Sin ser observado por Sissi, que seguía con sus explicaciones, dejó el estuche sobre la mesa, y cogiendo la joya por sus extremos con ambas manos, la colocó alrededor del cuello de la joven.

Éstas, al sentir el contacto del collar, enmudeció, visiblemente emocionada. Llevó su diestra hasta rozar la joya y dejó caer su cuerpo hacia atrás para apoyarse en Francisco José, que la tenía sujeta por los hombros.

―Es mi pequeño recuerdo ―musitó el emperador al oído de Sissi.

Pasados unos segundos de visible emoción, la feliz mujer pudo decir a duras penas, con lágrimas en los ojos:

― ¡También te has acordado, Francisco!

― ¿Cómo pudiste pensar que lo había olvidado?

― ¡Si supieras lo feliz que me haces!

―Nunca podré olvidar la dicha que he encontrado a tu lado, Sissi. ¡Nunca!

De nuevo se hizo el silencio entre los dos esposos. Pero no era preciso que hablasen para comunicarse todos sus pensamientos. Aquellos instantes de intensa emoción no los hubiera cambiando por nada en el mundo.

Las sonoras campanas de un reloj, que adornaba el gabinete en uno de los ángulos, hizo levantar la cabeza a Francisco José para mirar instintivamente la esfera.

―Tienes que volver a tu trabajo, ¿verdad? ―preguntó, tristemente, Sissi.

Francisco asintió con un movimiento de cabeza. Dijo:

―Son los inconvenientes de nuestra posición.

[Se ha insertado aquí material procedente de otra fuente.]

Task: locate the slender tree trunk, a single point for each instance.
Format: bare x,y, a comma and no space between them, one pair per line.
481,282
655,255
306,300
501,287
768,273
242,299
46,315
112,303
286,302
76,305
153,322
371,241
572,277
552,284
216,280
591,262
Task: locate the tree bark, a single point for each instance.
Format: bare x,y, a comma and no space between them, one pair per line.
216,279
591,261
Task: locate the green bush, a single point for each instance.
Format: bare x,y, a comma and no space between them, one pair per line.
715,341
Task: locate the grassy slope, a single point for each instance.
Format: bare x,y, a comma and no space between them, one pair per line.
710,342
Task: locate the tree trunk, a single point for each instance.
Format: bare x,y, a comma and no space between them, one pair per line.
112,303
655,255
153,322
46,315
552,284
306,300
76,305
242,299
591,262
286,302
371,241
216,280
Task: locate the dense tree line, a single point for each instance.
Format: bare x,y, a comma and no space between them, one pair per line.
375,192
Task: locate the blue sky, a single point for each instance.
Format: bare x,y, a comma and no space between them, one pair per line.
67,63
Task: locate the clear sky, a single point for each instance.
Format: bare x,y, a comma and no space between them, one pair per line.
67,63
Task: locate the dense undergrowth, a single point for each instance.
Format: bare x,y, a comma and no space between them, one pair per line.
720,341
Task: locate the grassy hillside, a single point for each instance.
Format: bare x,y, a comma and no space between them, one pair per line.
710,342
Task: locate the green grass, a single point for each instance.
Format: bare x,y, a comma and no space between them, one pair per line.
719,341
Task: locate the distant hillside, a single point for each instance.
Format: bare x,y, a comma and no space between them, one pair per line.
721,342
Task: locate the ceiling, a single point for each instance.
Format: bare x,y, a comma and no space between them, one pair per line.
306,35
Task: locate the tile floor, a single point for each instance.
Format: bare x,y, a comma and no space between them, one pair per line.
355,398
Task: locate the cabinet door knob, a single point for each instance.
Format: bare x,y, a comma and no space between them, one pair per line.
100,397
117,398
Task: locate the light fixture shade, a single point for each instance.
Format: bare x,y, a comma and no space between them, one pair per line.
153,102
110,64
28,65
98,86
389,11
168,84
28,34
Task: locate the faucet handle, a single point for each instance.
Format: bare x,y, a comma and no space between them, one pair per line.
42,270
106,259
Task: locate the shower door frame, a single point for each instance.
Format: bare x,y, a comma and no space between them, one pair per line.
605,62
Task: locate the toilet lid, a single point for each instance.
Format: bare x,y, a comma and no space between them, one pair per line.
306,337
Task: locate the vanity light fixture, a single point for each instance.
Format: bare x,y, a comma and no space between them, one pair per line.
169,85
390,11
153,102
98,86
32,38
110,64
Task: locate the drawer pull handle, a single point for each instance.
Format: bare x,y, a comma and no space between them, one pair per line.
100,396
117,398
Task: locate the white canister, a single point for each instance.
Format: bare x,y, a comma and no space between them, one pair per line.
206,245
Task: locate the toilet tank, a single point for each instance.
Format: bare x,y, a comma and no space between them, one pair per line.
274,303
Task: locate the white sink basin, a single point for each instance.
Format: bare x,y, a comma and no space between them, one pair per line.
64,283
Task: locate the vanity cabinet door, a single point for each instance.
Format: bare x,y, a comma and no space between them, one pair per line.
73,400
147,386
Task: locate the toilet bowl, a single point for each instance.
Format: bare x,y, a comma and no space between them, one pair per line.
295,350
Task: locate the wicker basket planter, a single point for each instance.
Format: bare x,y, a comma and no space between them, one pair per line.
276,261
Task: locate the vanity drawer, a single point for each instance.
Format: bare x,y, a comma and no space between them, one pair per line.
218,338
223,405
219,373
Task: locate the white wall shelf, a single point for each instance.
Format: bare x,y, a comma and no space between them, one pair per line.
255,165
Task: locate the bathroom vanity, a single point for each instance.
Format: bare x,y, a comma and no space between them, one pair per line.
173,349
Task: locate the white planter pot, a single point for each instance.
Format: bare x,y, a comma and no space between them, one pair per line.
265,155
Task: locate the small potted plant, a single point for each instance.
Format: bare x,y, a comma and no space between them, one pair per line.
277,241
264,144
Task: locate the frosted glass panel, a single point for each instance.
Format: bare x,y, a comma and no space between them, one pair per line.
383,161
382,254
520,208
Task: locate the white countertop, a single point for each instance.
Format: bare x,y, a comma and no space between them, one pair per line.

Ella, cogiéndose de su brazo, le acompaño a la puerta.

―Hasta luego, Francisco.

―Adiós, Sissi. Y perdona que te deje sola. No debes quedarte triste, porque para esta noche te reservo otra sorpresa.

― ¿Otra sorpresa? ―repitió, mimosa, la emperatriz― ¡Que sorpresa es ésa!

Fráncico José sonrió satisfecho al comprobar el interés que había demostrado su esposa.

―No, muñequita. Ahora no puedo decirte más, porque de hacerlo dejaría de ser una sorpresa. Lo único que puedo anticiparte es que estoy plenamente convencido de que será de tu agrado.

Sissi no insistió. En el fondo prefería también que la aludida sorpresa se produjera en el momento oportuno.

Así se lo dijo a su marido, el cual, radiante de felicidad, regresó a su gabinete de trabajo.

Sissi, resplandeciente de alegría, se apoyo por breves instantes en la puerta por la cual había salido Francisco José. Después, canturreando una popular canción, se dedicó dar de comer a sus papagayos.

La voz de la emperatriz llegó a oídos de la condesa Estejarda, la cual, sin poder comprender aquella explosión de alegría, levantó los brazos en alto, escandalizada.